The Noozhawk owner, publisher, editor and journalist, Bill MacFayden, has called for a commentary with an “opposing view.”

As an educator, advocate, and activist, I hesitate to respond because the Noozhawk commentaries are nothing but a side-show to an exciting national debate.

School issues and conflicts are between educational “apples” and administrative “oranges” whereas the SBSD farago is about “chickens,” “clucking hens” and “eggs,” which my mother warned me about.

Santa Barbara has “egg on its face” and an upset apple cart.  Those apples, by the way, are rotten to the core.

I’m not very good in the kitchen.  (I’m a Jewish American Princess; we make reservations for dinner.) I can be found over at the Elections Office, jumping out of the frying pan and into the fire.

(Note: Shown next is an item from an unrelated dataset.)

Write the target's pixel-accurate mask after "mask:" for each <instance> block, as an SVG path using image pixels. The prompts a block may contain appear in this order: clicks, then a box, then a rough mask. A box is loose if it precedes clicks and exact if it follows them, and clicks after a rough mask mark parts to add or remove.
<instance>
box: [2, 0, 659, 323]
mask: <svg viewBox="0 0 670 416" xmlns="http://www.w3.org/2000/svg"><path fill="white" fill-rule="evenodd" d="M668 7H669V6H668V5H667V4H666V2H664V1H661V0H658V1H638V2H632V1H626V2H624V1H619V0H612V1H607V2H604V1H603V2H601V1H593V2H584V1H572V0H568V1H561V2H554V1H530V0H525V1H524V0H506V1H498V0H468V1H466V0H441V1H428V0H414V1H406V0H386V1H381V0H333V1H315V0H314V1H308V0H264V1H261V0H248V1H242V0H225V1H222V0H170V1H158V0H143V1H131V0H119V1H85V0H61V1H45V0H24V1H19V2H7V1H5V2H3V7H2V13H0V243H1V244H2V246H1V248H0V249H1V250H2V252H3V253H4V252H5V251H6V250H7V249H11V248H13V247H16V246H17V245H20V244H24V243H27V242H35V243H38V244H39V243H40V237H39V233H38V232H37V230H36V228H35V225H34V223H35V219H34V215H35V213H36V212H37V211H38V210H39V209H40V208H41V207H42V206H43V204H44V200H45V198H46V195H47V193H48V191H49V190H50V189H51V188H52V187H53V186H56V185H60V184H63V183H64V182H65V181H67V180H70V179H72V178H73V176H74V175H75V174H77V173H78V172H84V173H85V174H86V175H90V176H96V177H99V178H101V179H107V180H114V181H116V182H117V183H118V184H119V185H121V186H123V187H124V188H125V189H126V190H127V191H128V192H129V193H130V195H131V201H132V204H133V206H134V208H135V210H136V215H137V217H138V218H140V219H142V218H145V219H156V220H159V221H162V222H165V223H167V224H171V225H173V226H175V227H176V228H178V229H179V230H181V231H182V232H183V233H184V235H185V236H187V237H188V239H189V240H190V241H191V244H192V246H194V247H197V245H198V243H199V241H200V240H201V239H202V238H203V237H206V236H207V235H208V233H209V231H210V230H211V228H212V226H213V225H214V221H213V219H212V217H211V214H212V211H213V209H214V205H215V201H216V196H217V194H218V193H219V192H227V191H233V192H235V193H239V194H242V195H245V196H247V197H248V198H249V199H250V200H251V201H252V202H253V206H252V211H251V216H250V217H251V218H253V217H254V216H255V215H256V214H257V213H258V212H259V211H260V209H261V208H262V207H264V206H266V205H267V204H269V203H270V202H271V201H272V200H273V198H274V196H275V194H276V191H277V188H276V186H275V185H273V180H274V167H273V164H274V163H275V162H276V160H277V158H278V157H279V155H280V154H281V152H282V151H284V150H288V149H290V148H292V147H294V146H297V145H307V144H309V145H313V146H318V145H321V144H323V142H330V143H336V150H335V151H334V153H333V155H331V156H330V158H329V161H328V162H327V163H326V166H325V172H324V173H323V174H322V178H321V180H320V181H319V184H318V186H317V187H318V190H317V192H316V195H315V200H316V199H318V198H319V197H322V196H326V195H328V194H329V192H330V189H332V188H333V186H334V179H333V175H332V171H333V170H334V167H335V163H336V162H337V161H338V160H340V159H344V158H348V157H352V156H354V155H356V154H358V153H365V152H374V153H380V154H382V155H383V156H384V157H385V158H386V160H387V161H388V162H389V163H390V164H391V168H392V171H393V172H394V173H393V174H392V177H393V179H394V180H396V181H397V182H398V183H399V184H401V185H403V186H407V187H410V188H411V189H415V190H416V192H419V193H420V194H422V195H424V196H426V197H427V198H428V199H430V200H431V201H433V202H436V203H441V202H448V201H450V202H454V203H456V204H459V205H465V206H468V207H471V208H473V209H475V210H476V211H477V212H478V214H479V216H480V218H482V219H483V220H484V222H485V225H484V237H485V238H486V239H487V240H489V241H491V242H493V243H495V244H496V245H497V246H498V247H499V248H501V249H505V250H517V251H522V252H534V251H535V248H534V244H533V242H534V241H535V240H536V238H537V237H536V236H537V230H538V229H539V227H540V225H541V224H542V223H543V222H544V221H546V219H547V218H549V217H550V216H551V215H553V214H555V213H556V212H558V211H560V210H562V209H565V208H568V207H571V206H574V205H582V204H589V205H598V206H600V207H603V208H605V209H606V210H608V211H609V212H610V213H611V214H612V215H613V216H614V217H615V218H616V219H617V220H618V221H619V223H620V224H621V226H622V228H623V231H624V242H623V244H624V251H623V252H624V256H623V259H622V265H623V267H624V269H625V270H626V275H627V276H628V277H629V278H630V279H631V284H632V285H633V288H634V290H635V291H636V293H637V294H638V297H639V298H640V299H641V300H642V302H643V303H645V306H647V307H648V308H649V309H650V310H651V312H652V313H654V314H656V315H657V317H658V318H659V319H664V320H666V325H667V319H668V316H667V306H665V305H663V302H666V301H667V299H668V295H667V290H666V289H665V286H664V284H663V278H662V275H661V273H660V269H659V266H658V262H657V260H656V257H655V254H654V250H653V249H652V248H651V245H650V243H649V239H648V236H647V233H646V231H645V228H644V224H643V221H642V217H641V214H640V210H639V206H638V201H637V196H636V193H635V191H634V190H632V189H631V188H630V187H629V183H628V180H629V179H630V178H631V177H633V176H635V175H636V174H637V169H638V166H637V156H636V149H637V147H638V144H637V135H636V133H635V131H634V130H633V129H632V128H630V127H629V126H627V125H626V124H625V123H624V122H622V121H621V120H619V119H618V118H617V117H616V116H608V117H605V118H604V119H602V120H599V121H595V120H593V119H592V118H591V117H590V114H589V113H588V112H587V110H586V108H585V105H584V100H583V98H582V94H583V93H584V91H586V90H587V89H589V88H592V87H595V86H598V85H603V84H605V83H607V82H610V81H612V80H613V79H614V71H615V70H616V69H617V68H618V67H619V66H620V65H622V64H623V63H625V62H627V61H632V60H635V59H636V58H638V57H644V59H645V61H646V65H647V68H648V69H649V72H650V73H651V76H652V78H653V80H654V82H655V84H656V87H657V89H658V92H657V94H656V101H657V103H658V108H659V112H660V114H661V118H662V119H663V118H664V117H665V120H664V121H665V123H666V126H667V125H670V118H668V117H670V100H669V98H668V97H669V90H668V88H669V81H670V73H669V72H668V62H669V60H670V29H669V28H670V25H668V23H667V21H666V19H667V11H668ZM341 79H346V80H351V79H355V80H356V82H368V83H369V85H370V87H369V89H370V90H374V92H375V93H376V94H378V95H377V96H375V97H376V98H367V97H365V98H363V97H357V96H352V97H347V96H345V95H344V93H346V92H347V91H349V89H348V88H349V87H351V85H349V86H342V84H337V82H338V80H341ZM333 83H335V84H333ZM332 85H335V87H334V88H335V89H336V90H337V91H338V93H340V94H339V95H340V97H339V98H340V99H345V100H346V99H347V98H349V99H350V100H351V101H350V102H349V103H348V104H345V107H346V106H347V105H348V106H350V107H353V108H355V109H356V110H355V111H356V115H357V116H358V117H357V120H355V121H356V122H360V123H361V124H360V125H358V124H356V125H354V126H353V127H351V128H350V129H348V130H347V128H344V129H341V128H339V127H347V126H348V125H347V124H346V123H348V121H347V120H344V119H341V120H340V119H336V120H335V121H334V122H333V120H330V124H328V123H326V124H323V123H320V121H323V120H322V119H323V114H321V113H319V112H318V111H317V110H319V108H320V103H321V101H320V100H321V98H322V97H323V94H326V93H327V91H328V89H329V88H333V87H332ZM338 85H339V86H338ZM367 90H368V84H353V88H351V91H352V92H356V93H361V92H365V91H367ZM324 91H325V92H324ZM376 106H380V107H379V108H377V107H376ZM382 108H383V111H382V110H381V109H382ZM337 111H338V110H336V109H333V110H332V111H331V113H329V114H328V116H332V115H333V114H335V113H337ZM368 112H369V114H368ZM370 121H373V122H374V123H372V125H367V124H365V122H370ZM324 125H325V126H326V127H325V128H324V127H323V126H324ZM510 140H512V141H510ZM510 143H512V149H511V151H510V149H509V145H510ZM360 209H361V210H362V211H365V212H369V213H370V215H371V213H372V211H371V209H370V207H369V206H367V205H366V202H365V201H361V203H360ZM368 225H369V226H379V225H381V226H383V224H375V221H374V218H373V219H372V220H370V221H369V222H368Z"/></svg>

For the rest of the bloggers who hide behind pseudonyms and castigate whistleblowers while protecting white- collar hoodlums and thieves, please stop feeding us pablum and spam. 

Howard Gardner calls for the educational system to evolve.  Adding to his “multiple intelligences,” he now posits The Five Minds of the Future.  The Respectful and Ethical Minds find these commentaries unappetizing and unhealthy.

Stay out of our classrooms and get your administrative bullies out of our schools.  It’s time for you to clean up the cafeteria, and let us get on with educating our children.

» on 01.18.09 @ 12:15 AM

Sacrifices made by any can only be thought of one, knowing the right to make a place for all. Thinking about peace, piece, or pace is to think of:

(1) Future - thinking about numbers, generations, or conscriptions.

(2) Past - think about enumerate, foundation, or prescriptions.

By thought alone, any deficit inherent for any parent proscribes trivially in our nation.

Present is thought either a solution or for if, one will not think and come with answers. No solution will ever solve any existence for any problem that is past, future, or present.   

Everyone sacrifices themselves knowing to better the other is to think of adjusting; a just, or is and justice. Because knowing sacrifices, any will all ever have to make is the integrity to look past blessing for future posterity.

Prosperity lies not in place of contemplation, Justice reins all Liberties, so forever America will ordains.